Yeah, I didn't think you'd agree. That's why I think you're repressing it. There might well be deeper issues at play. But, I think it's likely that you're bottling the anger up and it boils over every so often. Or, maybe you just have a temper.

But, really, people should see not be seeing you rage after knowing you for even several months. And you think that is normal?

To me it sounds like you don't understand your anger, and haven't tried working through it. Instead, you're trying repress and define your way out of anger.

Mr Awe

No, I'm not. Why do you keep saying that? How is saying "I'm angry in a low-key way much of the time" defined as repressing or denying my way out of anger? I've just acknowledged it clearly. :confused:
 
Because it doesn't seem like you understand it or want to understand it. You just want it gone. Nothing against wanting it to be gone. But, it's just not going to vanish without you attempting to understand and resolve it. Just trying quash it is repressing it. That's why I keep saying that.

So, why are you angry on an ongoing basis? What is it that keeps you angry?

Mr Awe
 
Because it doesn't seem like you understand it or want to understand it. You just want it gone. Nothing against wanting it to be gone. But, it's just not going to vanish without you attempting to understand and resolve it. Just trying quash it is repressing it. That's why I keep saying that.
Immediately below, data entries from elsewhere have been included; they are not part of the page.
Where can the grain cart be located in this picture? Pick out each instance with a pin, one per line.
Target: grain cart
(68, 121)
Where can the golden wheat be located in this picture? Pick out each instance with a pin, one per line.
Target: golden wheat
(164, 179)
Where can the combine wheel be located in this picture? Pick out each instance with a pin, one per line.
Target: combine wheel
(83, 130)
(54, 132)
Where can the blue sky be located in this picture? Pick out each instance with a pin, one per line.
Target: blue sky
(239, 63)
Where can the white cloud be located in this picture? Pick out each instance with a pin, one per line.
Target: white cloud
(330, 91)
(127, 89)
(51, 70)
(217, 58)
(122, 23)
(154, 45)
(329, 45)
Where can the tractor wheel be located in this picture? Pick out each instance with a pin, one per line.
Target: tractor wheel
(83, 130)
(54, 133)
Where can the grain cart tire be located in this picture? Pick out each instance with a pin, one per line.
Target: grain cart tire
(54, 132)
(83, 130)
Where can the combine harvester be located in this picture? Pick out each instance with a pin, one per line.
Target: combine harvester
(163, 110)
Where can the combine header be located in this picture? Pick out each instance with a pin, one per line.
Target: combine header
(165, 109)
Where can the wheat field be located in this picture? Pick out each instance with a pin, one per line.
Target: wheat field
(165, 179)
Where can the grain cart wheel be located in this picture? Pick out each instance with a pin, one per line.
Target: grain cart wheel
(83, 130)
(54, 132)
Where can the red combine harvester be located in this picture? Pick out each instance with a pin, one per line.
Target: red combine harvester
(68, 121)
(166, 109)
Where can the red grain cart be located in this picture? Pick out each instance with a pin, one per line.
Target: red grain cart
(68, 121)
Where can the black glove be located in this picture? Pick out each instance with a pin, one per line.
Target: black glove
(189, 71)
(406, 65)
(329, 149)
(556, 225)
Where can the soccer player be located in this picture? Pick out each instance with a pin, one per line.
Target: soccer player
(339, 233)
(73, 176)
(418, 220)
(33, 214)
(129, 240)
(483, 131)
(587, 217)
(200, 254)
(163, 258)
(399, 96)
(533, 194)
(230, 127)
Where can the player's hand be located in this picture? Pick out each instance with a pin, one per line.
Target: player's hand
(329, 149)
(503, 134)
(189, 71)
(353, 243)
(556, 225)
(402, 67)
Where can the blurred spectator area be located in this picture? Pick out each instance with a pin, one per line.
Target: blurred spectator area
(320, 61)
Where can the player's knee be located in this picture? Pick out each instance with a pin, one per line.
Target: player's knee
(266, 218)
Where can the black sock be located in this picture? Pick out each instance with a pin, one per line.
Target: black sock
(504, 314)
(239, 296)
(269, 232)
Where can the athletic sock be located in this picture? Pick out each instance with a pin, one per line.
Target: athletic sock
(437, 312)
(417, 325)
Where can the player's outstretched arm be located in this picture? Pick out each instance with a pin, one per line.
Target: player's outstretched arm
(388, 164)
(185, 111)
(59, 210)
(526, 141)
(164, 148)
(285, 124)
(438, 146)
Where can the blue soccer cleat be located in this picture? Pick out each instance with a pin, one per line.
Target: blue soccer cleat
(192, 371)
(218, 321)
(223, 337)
So, why are you angry on an ongoing basis? What is it that keeps you angry?

Mr Awe

No offense my friend (I really do appreciate your input :)), but I've spent an awful lot of time and energy trying to understand and resolve it. I do in fact understand it very well and I have come to the conclusion that resolving it would require circumstances that aren't at all likely to happen. So, I'm giving up. I'm trying a new approach, which is to abandon my attempts to incorporate these new feelings into myself productively and instead try to recapture whatever it was that prevented me experiencing them before. This isn't repression- I don't believe in trying to deny or bury things and my mind is such that it wouldn't work anyway, I believe- it's an attempt to heal. It may be somewhat cowardly, but my latest rage plus my recent conclusions have convinced me my previous strategy is no longer viable. :)
 
Ah, that explains why you are so desperate to believe that you didn't experience anger before 12. You did! You state that you experienced other feelings that share the same foundation as anger. If you think that you didn't experience anger as well, you're just deluding yourself.

You experienced anger. It probably wasn't as intense as the later anger and, hence, it was more forgetable. It's just that the new anger is both more recent and more intense that your childhood anger. Plus, you really want to believe that there is a pre-anger state that you can take refuge in.

You cannot return to a state in your childhood that did not exist. Instead of this wild goose chase you should do something practical, such as anger management or other counseling. I say this with the best of intentions with no insult intended. You should do this for your own good.